When the Walls Became a Writing Desk
In 1660, a traveling tinker and lay preacher named John Bunyan was arrested near the village of Lower Samsell in Bedfordshire, England, for conducting a worship service without a license from the Church of England. He was brought before the local magistrates and offered a simple bargain: stop preaching and go free. Bunyan refused. "If I were out of prison today," he told the court, "I would preach the Gospel again tomorrow, by the help of God."
That refusal cost him twelve years in Bedford County Gaol. He was separated from his second wife, Elizabeth, and their children, including his blind daughter Mary, whose welfare tormented him most.
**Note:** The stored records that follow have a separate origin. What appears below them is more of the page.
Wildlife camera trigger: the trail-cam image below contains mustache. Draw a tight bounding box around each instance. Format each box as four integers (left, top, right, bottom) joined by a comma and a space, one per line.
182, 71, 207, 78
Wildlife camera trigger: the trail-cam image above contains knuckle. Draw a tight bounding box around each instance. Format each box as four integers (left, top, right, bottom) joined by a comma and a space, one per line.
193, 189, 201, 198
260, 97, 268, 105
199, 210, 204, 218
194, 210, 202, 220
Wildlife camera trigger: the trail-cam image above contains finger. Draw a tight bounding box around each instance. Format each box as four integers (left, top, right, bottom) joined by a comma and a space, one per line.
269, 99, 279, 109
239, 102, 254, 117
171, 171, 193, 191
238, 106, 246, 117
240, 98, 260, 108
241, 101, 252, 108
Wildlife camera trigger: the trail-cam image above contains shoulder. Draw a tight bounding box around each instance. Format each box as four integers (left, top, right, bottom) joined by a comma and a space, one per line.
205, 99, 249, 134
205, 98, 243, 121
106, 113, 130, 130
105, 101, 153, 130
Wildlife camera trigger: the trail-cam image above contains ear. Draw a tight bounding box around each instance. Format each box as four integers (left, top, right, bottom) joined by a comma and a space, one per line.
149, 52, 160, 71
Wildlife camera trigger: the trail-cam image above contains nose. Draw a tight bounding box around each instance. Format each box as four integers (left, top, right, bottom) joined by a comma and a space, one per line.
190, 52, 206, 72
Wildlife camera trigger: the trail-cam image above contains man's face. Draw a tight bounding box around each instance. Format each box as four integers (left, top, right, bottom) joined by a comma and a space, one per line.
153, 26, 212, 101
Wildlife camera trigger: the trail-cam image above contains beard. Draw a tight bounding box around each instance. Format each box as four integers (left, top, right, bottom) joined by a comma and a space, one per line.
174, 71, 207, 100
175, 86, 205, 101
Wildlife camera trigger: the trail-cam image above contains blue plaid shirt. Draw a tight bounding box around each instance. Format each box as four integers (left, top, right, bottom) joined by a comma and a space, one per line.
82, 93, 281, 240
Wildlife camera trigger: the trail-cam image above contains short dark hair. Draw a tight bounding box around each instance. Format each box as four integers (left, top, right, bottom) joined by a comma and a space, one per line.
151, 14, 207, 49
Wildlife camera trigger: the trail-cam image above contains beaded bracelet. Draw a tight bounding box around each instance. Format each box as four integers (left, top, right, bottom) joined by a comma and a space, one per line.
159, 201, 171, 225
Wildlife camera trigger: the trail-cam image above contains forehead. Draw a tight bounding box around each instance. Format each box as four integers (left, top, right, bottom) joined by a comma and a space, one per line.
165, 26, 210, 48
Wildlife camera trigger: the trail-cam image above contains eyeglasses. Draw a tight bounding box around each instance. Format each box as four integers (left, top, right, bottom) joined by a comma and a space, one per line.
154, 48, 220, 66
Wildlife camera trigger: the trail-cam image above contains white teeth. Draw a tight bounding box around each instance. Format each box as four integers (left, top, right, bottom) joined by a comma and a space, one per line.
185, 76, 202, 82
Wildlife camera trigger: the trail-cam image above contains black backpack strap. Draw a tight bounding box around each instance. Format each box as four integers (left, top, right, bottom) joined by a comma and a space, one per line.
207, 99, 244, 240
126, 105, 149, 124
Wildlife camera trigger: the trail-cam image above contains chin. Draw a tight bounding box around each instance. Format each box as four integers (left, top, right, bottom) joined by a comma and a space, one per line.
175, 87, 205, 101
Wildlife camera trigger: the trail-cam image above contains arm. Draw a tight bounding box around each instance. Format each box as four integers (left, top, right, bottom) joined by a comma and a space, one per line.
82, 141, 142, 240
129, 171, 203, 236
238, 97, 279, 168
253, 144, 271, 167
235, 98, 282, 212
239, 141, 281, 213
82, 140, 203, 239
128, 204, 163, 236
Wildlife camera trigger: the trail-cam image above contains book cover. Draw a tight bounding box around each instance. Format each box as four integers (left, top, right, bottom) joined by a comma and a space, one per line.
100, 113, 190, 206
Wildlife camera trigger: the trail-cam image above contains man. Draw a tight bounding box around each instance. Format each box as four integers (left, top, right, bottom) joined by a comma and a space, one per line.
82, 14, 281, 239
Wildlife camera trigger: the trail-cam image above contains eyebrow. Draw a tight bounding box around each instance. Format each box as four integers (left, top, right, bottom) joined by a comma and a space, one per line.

He later wrote that parting from her "was as the pulling of the flesh from my bones." Yet in that cold cell, sustaining his family by making shoelaces, Bunyan began composing The Pilgrim's Progress — a book that would be translated into over two hundred languages and become one of the most widely read works in the English language.
Paul wrote to the Corinthians, "We are hard pressed on every side, but not crushed; perplexed, but not in despair; persecuted, but not abandoned; struck down, but not destroyed." Bunyan lived those very words. The authorities could confine his body but could not silence his calling.
When suffering presses in on every side, God does not waste the confinement. The very walls meant to silence you may become the place where your deepest work is born.